Ele foi pressionado pelos ministros da Fazenda e do Trabalho e por dirigentes de grandes centrais sindicais. O principal pretexto para o veto foi a proteção dos direitos trabalhistas. De acordo com a emenda, o auditor não poderia, com base apenas em seu arbítrio, autuar a empresa. Só poderia agir com base numa decisão da Justiça do Trabalho.

O motivo alegado pelo governo e pelos sindicalistas não convence nenhuma pessoa informada. Os objetivos são obviamente outros, e muito menos nobres. A evidente preocupação do Executivo é com a arrecadação tributária e com a manutenção do enorme poder exercido por seus agentes. Do lado sindical, o interesse é manter a influência sobre o maior número possível de trabalhadores, em geral malservidos pelas organizações que se apresentam como defensoras e porta-vozes dos assalariados.

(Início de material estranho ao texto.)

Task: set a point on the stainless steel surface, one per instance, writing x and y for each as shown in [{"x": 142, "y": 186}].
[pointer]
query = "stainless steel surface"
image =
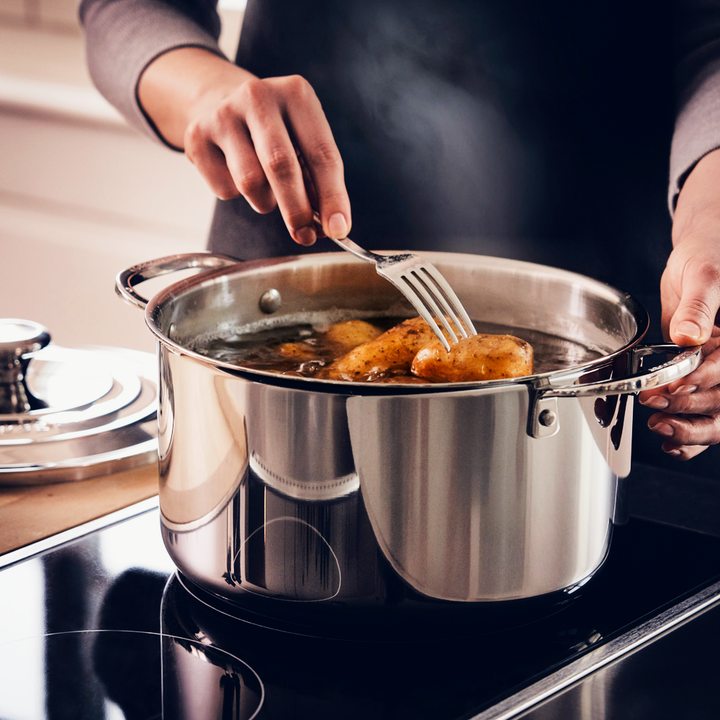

O compromisso do governo de mandar ao Congresso um projeto de lei para regulamentar o assunto não basta para disfarçar os interesses do Executivo. Pela proposta anunciada, o auditor fiscal só poderá agir depois de emitir uma notificação ao delegado regional da Super-Receita. A este caberá decidir se haverá ou não multa.

A empresa multada ainda poderá recorrer na esfera administrativa e, se for o caso, apelar para a Justiça. Mas ficará sujeita às pressões do Fisco e vulnerável aos transtornos decorrentes dessa condição. Não se inclui entre as preocupações do governo deixar que os brasileiros trabalhem e produzam em paz, concentrando tempo, capital e talento em atividades úteis para a sociedade.

Nesse esforço de impedir o progresso, o Fisco e a burocracia têm a colaboração de organizações sindicais que se tornaram irrelevantes para grande parte dos trabalhadores e que dependem, para sobreviver, principalmente de sua condição de apêndices de um Estado balofo e ineficiente.

O Congresso poderá derrubar o veto presidencial, se a base aliada não obedecer fielmente às determinações do Executivo. Para isso, muitos parlamentares terão de mudar de posição sobre o assunto. A emenda 3 foi apresentada por 63 dos 81 senadores e aprovada por votação simbólica no Senado. Na Câmara, os votos favoráveis foram 304. Os contrários, 146. Mais de 200 entidades empresariais e profissionais apoiaram a aprovação.

Ao optar pelo veto à emenda, o governo justificou, mais uma vez, todo tipo de suspeita quanto às suas intenções quando trata de regras tributárias. Ele parece determinado a submeter o contribuinte ao arbítrio da Receita, cujos funcionários exerceriam funções que são prerrogativas da Justiça. Não se pode, portanto, deixar de reconhecer bons motivos para quem vê com desconfiança as mudanças propostas para a Lei de Execuções Fiscais.

O principal objetivo alegado pelas autoridades é perfeitamente defensável. Simplificar a cobrança, resolvendo na esfera administrativa o maior número de casos, seria bom para as finanças públicas, para o Judiciário, que ficaria livre de grande número de processos, e também para a maioria dos contribuintes. O assunto não é novo e há razões muito boas para se cuidar de uma reforma. A mudança, no entanto, só será bem-vinda se não prejudicar os direitos dos contribuintes.

Quanto a isso não há nenhuma segurança neste momento. Segundo advogados tributaristas, o governo passaria, com as inovações pretendidas, a ter poderes excessivos para a cobrança de tributos. O contribuinte perderia a proteção do Judiciário e ficaria sujeito à arbitrariedade do Fisco. É preciso evitar que qualquer dos anteprojetos em estudo seja convertido em projeto de lei sem uma discussão muito mais ampla. Toda cautela é justificável, diante do comportamento do governo.